DETAILED DESCRIPTION OF THE INVENTION The present invention relates to a coating plate with excellent resistance to sulfurization and blackening.
In more detail, the present invention relates to a painted iron that prevents the metal material of the can from becoming black due to sulfurization due to the reaction of the resin protective coating on the inner surface of the painted iron with hydrogen sulfide.

Conventionally, in food canning in which various agricultural products, livestock products, marine products, or processed products thereof are filled into cans made of tin-plated steel plates (tin plate), the round surface of the can turns black, which is called sulfide island change. Corrosion is known to occur. This sulfide blackening is caused by the decomposition of some of the sulfur-containing ino acids contained in food proteins, etc. mentioned above, generating trace amounts of mercaptan in hydrogen sulfide, which reacts with metal tin to form tin sulfide. It is said that there is.

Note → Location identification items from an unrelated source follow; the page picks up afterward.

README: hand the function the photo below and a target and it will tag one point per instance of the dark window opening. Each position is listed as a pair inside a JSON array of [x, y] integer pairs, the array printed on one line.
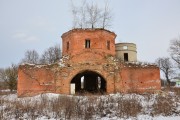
[[125, 57], [87, 44], [67, 45], [108, 45], [89, 81]]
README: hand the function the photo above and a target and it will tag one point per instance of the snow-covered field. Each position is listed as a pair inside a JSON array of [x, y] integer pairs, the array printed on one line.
[[106, 107]]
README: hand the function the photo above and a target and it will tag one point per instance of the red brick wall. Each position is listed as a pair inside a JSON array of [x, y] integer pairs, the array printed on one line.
[[98, 38], [36, 79]]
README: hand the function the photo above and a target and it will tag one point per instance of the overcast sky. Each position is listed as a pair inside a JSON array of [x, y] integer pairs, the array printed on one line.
[[39, 24]]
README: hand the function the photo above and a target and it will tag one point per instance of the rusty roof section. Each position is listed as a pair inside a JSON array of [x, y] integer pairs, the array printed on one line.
[[87, 29]]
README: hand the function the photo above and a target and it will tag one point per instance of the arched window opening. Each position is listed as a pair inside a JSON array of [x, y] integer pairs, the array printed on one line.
[[89, 82]]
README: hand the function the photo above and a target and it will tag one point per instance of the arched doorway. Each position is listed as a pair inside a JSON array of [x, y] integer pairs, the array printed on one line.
[[89, 81]]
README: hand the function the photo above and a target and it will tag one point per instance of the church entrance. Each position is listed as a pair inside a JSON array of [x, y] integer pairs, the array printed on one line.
[[88, 81]]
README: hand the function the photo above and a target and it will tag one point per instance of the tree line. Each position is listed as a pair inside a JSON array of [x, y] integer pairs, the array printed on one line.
[[170, 66]]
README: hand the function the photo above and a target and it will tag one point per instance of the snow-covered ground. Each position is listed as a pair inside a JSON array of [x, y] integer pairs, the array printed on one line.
[[106, 107]]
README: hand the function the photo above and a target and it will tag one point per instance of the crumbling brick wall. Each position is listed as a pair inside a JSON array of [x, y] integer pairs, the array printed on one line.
[[99, 58]]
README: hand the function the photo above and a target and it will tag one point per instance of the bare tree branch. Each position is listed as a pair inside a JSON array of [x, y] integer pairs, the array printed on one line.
[[166, 67], [31, 56]]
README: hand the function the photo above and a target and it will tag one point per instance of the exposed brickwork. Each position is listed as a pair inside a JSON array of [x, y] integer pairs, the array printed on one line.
[[56, 78]]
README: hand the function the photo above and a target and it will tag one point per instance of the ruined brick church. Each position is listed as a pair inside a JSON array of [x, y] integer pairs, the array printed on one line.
[[91, 62]]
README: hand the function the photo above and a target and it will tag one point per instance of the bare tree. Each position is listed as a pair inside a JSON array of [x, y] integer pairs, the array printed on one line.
[[166, 67], [175, 50], [94, 15], [51, 55], [31, 56], [91, 16], [10, 76], [106, 16]]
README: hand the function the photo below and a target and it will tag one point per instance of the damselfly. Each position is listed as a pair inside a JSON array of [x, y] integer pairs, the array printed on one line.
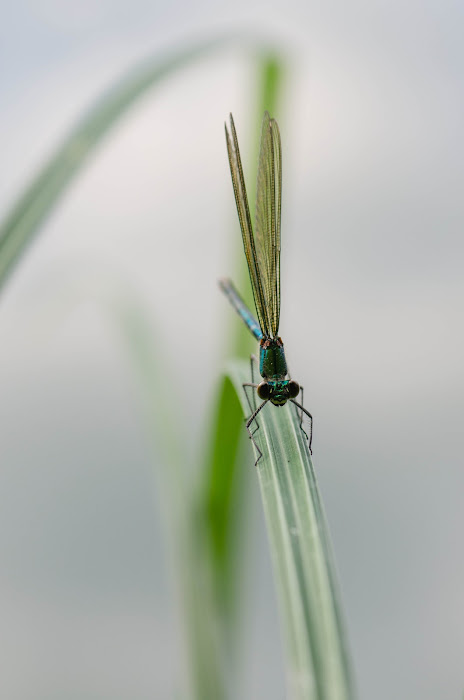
[[262, 251]]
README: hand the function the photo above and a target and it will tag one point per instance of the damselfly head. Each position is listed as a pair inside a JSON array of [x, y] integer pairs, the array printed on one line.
[[278, 392]]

In order to prevent sulfide blackening of tin cans, it is common practice to paint the surface of the tin with an organic resin paint to create what is called an internally coated tin can. Prevention is not complete, and it is recognized that considerable sulfide blackening still occurs, especially in processed areas.

Some attempts have already been made to eliminate this sulfide blackening of tin cans with internal coatings. One such attempt was
One method is to mix zinc oxide into the paint to absorb the generated hydrogen sulfide in the form of zinc sulfide, and the other is to mix aluminum flakes into the paint to completely remove the tin plating layer. This is what they are trying to hide. However, when such pigments are mixed into the protective coating of metal materials for iron making, the workability of the material itself becomes extremely poor.
The desired objectives have not yet been achieved.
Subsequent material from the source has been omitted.